I scrolled to Lucas’s number, and even the sound of the call ringing through made me feel better.
“Hey,” he answered. “I was just thinking about you.”
A smile spread all over my face, and I pushed the door of the restaurant open out onto the street. “Likewise. So I called.”
“Sounds like you’re outside.”
“I am. I’m down in the Marina. I just had a fight with my friends so I’m trying to find a cab.”
“Sorry to hear that. Want me to come and get you? I have an experiment to finish, but—”
I shrugged even though he couldn’t see me. What a sweetie. I waved, and a cab swerved to a stop in front of me. “No biggie. They’ll get over it. So what are you up to?” I settled into the back seat and the cabbie took off as though his sedan ran on jet fuel.

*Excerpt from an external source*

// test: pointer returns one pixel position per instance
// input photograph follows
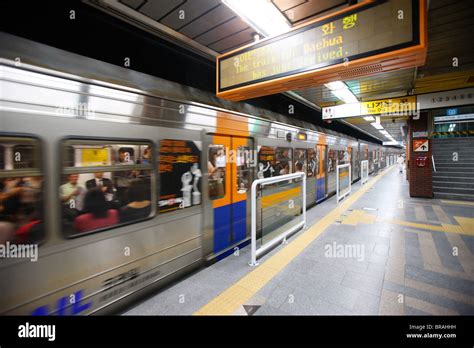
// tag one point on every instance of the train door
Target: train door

“I just got off the phone with my dad. What are you doing Saturday?”
I thought fast. “The usual. Studying. Practicing. And I have to work on my Comp term project sometime. Like, soon.”
“Comp? Like, English composition?”
“No, music composition. I have to compose two to four pages of music and perform it, either solo or in ensemble, for the final. If you do it in ensemble you get extra credit because it means writing out however many parts you have instruments for and rehearsing them and stuff.”